You can read the list of bigoted terms describing NTT faculty by tenured faculty in the opening of “Paper Graders,” my piece on the denigration of second class faculty at the University of Oregon. What are you doing to stop that hate speech on campus? On your campus?
Also agree with JM-S.
I also think you could make a counter argument that this brand of authoritarian leftism actually fuels the fact-challenged demographic you refer to — by censoring these people and not engaging in debates, some might see this as the left not having the facts on our side and this being afraid to debate these issues. If we truly have the facts on our side and the other side is “spreading lies”, why not have an open dialogue and let the truth have its day? Sure, the facts won’t convince everyone, but I think that they have a much better shot at convincing people than censorship.
As someone who grew up in a conservative household and held very conservative ideas (I might even call some of them racist in hindsight) into my late teens, I can say that no one was ever going to change my mind by calling me a racist before even giving me a chance to articulate my ideas. It is only through very open and judgement-free conversations with a friend that I started to realize how insane many of my ideas were.

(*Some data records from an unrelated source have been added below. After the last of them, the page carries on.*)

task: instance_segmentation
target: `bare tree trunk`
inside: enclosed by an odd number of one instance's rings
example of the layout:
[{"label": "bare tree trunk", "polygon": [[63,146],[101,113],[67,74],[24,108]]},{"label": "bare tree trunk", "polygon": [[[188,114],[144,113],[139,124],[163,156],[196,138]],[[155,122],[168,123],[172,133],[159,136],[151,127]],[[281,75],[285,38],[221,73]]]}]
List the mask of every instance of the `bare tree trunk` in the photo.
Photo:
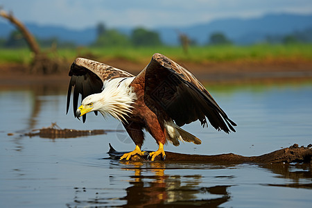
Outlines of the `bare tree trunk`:
[{"label": "bare tree trunk", "polygon": [[28,31],[26,27],[11,13],[8,13],[0,8],[0,17],[9,20],[22,33],[27,42],[31,51],[34,53],[28,73],[55,73],[60,72],[66,65],[65,60],[60,58],[56,50],[52,49],[52,58],[48,55],[47,52],[42,52],[40,47],[34,36]]},{"label": "bare tree trunk", "polygon": [[8,13],[3,10],[0,10],[0,16],[9,20],[19,29],[19,31],[21,31],[31,51],[35,53],[35,55],[37,55],[40,53],[40,48],[35,37],[20,21],[15,18],[11,13]]}]

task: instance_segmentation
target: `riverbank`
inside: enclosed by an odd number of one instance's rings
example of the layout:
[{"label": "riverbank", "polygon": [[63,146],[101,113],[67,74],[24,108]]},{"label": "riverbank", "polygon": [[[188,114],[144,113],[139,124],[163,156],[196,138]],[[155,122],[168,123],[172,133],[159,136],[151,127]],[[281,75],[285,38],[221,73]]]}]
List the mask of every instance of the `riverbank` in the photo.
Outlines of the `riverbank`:
[{"label": "riverbank", "polygon": [[[312,80],[312,60],[306,59],[272,59],[195,63],[177,61],[203,83],[275,82],[284,80]],[[146,63],[112,58],[103,62],[137,75]],[[59,73],[42,75],[28,73],[28,66],[6,64],[0,67],[0,85],[29,85],[39,83],[67,85],[71,63]]]}]

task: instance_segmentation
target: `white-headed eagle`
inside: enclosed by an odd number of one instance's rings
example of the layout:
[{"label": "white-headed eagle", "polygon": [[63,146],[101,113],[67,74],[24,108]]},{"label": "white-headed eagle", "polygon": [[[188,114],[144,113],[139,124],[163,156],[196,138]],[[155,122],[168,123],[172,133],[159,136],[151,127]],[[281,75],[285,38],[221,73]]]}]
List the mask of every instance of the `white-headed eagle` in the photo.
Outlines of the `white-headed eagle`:
[{"label": "white-headed eagle", "polygon": [[[186,69],[166,56],[155,53],[150,62],[135,76],[123,70],[88,59],[78,58],[71,67],[67,94],[68,112],[73,88],[75,116],[99,112],[121,121],[135,142],[135,149],[121,159],[144,155],[143,129],[156,139],[159,148],[150,153],[151,160],[162,154],[164,144],[179,141],[200,144],[201,141],[180,126],[199,120],[202,126],[211,125],[218,130],[235,132],[231,121],[204,86]],[[78,107],[79,95],[81,105]],[[78,107],[78,108],[77,108]]]}]

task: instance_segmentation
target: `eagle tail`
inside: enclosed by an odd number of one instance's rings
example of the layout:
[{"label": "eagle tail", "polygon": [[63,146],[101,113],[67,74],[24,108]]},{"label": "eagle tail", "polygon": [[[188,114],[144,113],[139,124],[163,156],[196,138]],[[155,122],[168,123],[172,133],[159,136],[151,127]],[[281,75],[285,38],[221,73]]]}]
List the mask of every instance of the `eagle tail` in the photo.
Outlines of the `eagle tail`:
[{"label": "eagle tail", "polygon": [[202,144],[200,139],[182,129],[173,121],[165,121],[165,127],[167,133],[167,139],[174,146],[179,146],[179,140],[182,141],[193,142],[195,144]]}]

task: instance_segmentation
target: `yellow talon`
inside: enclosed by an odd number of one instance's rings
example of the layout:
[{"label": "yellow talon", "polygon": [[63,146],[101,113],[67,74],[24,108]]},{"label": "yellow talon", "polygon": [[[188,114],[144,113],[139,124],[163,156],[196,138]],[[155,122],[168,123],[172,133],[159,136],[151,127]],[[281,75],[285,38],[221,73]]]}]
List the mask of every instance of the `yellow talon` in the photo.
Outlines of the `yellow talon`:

JM-S gets to the core of the matter. Who decides on what to censor and what not? Just setup a free speech zone on campus like the zone in Hyde Park, London, UK. Ann Coulter can stand in the middle of a quad spouting nonsense as loud as she wants. People can stop and listen or walk by. But if a campus is operated like Hollywood during the code years, what’s to prevent administrators from dictating course content? And yes, that did happen in Illinois.